A 25-year-old man from Northern Ireland has been arrested on suspicion of murder in connection with the deaths, according to Essex police. The suspect has been named by British media, but this has not yet been confirmed yet by Essex Police who said they would not "speculate" about the identity of the suspect.



Police in Northern Ireland are supporting the investigation and have raided three houses in connection with the incident, Essex police said. The trailer has been removed from from the industrial park as the authorities prepare for a coroner's post-mortem examination. Each of the 39 individuals found dead must undergo a full post-mortem in order to establish cause of death before they can be identified, in a process police described as "complex and lengthy."



The U.K. Home Office, the government department responsible for domestic security and immigration, will also be working with Essex police and the National Crime Agency (NCA) on the investigation, the largest the country has seen since the 7/7 bombings. The NCA said they are working to "identify and take action against any organized crime groups who have played a role in causing these deaths."



The trailer entered the U.K. from the Belgian coastal town of Zeebrugge into the port of Purfleet, arriving at around 12:30 a.m. Wednesday, police said. The tractor unit traveled from Dublin, Ireland to Purfleet, where it collected the trailer. The tractor and trailer unit then left the port at around 12:30 a.m. on October 23, before arriving at the industrial park in Grays, where the vehicle was discovered by emergency services shortly after.

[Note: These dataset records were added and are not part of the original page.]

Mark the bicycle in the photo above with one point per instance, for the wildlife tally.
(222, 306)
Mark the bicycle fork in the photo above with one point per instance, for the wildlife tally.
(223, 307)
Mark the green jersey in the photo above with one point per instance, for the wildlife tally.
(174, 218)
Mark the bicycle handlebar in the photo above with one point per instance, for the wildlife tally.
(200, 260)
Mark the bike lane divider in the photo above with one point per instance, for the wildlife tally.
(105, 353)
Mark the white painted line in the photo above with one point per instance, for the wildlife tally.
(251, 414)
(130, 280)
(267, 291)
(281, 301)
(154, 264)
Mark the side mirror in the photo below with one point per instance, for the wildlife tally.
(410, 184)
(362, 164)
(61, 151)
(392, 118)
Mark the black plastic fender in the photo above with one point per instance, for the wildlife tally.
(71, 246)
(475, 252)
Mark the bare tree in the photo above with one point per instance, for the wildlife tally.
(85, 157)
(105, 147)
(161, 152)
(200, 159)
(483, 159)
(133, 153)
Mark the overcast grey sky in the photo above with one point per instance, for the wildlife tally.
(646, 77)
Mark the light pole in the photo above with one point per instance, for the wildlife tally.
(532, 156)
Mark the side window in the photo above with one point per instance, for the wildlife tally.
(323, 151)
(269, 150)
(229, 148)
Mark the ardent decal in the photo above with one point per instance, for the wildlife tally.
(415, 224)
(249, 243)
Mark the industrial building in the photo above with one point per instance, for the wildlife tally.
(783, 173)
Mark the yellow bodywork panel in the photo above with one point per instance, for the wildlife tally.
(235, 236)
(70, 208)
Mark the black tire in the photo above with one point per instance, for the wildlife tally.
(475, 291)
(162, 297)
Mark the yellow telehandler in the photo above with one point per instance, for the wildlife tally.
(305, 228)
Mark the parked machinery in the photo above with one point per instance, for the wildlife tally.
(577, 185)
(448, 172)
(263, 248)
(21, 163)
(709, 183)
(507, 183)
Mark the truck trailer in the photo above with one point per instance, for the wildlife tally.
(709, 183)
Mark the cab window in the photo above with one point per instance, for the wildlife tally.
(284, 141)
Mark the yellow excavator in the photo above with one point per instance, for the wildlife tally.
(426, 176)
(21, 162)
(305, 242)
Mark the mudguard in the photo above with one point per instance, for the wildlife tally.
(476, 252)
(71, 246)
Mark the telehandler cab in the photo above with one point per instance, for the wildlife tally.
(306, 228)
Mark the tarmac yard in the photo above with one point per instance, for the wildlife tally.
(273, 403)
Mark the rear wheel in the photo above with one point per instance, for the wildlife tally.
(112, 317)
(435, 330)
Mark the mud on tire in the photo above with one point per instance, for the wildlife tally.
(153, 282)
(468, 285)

The Belgian Federal Public Prosecutor's Office has opened a case into the incident and are working in "close cooperation" with British police.



"The investigation will focus on the organizers of and all other parties involved in this transport," the Prosecutor's Office said in a statement. "It is not yet clear when the victims were placed in the container and whether this happened in Belgium."



The Bulgarian Ministry of Foreign Affairs issued a statement saying the Scania brand truck was registered in Bulgaria on behalf of a company owned by an Irish citizen.



Richard Burnett, the Chief Executive of the Road Haulage Association, the trade body responsible for the needs of U.K. road transport operators, said the "tragedy ... highlights the danger of migrant gangs people-smuggling on lorries."



Burnett told the BBC that the trailer may have been refrigerated, meaning temperatures could have reached as low as -13 F. Traffickers were increasingly using smaller ports as points of entry to the U.K., he said, as the security operations at larger ports such as the French port of Calais is more "robust."



Steve Valdez-Symonds, the Refugee and Migrants Director of Amnesty International U.K., described the deaths as "heartbreaking and horrifying."



"People who are forced to take dangerous and sometimes fatal passages to reach the U.K. often do so because current immigration policies and practices deny them safe and legal options," he said in a statement. "As the police investigation continues our thoughts remain with the families and friends of those affected by this awful tragedy."



It is the largest incident of this kind in the U.K. since 58 bodies were found in a truck at the English port of Dover in the year 2000.